His eyebrows lifted.
Piper told him about Vera Wade and suggested he contact Detective Jason Bower at the Homicide-Robbery-Division.
“Have you contacted the Hollywood division of LAPD about your suspicions?”
“No. That’s all they are—suspicions. Detective Bower has been my only police contact.”
He jotted down the detective’s name and came to his feet. “Thank you, Mrs. Lundberg, for bringing this matter to our attention. We’ll be in touch.”
CHAPTER TWENTY
The Star Tattler — 1965 [Archive]
Another drunken debacle and wild cabana party had the police out for the third time in two weeks to guess who’s stately mansion in the Hollywood Hills? Last week two male guests pummeled each other in the street, damaging several cars in the process. This week a young starlet nearly drowned when she passed out and fell into the deep end of the pool.
When is Hollywood’s platinum femme fatale going to crank it back a notch?
—Cricket Summers: Columnist to the Stars
The next day when Lee called for an update on the latest developments at the Squire house, Piper invited herself to dinner at Lee’s place. “I have to get away from here for awhile,” she told Lee. “I need to decompress.”
Lee promised a gourmet meal in exchange for all the juicy details.
At eight o’clock, she drove to Brentwood. Lee lived in a pseudo-adobe house, a stone’s throw from where O.J.’s infamous house used to be on Rockingham before the bulldozers knocked it to the ground.
“Where’s Erica?” They stood in the kitchen amid the aroma of fresh garlic cooking. Lee poured two glasses of chilled Chardonnay.
“Erica? Hmmm, that’s a good question. To be honest, I d
on’t know where she is. Even Erica doesn’t know where she is. She’s in a place where I can’t go, which happens to be the major source of our screwed up relationship.”
“Meaning?”
“She walked when I refused to agree to a ménage à trois.”
“The other party being?”
“Her personal trainer. This big bruiser of a jock. God, I’ve never been so turned off by anyone in my life. A pinhead attached to a mountain of muscle and no neck. Disgusting.”
“I’m sorry. I know how much you cared for her.”

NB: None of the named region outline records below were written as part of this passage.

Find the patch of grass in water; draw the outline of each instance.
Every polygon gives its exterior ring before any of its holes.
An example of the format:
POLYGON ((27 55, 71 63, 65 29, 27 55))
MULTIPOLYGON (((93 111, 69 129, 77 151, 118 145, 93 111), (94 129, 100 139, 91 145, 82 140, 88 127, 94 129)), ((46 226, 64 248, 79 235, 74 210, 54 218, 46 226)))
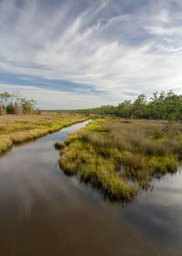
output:
POLYGON ((79 174, 110 198, 133 200, 139 191, 151 187, 153 177, 177 171, 182 153, 177 134, 182 124, 173 133, 164 133, 167 140, 158 143, 158 136, 156 140, 151 134, 165 125, 151 121, 95 120, 67 136, 60 166, 66 174, 79 174), (118 175, 121 165, 123 171, 118 175))

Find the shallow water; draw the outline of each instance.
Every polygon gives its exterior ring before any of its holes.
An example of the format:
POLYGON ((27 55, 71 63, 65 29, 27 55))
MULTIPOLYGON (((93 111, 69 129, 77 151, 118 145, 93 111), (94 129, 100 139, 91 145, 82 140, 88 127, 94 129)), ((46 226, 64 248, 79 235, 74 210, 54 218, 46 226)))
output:
POLYGON ((122 206, 59 169, 55 142, 86 123, 0 159, 0 255, 182 255, 180 172, 122 206))

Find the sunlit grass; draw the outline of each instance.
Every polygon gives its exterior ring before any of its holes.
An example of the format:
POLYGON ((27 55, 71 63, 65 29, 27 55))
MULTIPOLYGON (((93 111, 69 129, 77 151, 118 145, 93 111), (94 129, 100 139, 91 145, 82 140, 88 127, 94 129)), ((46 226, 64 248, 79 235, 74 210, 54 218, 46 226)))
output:
POLYGON ((14 144, 35 139, 86 120, 84 116, 44 113, 43 115, 0 116, 0 154, 14 144))
POLYGON ((60 165, 116 199, 131 200, 152 178, 177 171, 182 124, 97 119, 68 135, 60 165))

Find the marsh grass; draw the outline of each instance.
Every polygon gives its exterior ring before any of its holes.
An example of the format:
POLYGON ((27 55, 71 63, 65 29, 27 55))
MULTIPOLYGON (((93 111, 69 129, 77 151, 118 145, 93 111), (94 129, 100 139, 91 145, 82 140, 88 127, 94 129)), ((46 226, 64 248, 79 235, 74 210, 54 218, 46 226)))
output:
POLYGON ((182 124, 170 129, 167 125, 167 122, 108 117, 95 120, 68 135, 60 165, 111 198, 132 200, 151 187, 153 177, 177 171, 182 156, 182 124))
POLYGON ((52 112, 43 115, 0 116, 0 154, 7 151, 13 144, 34 140, 86 119, 80 115, 52 112))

She waved it off and shrugged. “I knew it was mistake … our meeting in therapy. We’re two transsexuals with similar hang-ups. Instead of pulling together, we only hurt and cripple each other. It’s ironic though, the thing that broke us up was something we didn’t have in common—a taste for semen.”
Lee served salmon with asparagus on the wicker table in her courtyard. Water cascaded over the rocks of the stone waterfall, tinkling and gurgling. They ate by the glow of a burning citronella candle. Crickets serenaded them from the corner of the yard. It was a lovely night, the moon—a Dreamworks silver slice—and a handful of stars managed to shine through the haze.
Lee poured pinot noir for Piper and more Chardonnay for herself.
“You have circles under your eyes. You aren’t sleeping well,” Lee said.
“You wouldn’t be sleeping well either, if you lived where I live, seen what I’ve seen.” She speared a piece of asparagus and held it on the end of her fork. “Did you know asparagus makes your urine smell really funky?”
“What did you find out about the man, the one who steals screenplays?”
“I don’t know who he is. Only that he’s not who he said he was. Not a handyman. Not an undercover cop. So what do you think?”
“Did he threaten you in any way?”
Piper shook her head. “But there’s definitely something threatening about him.”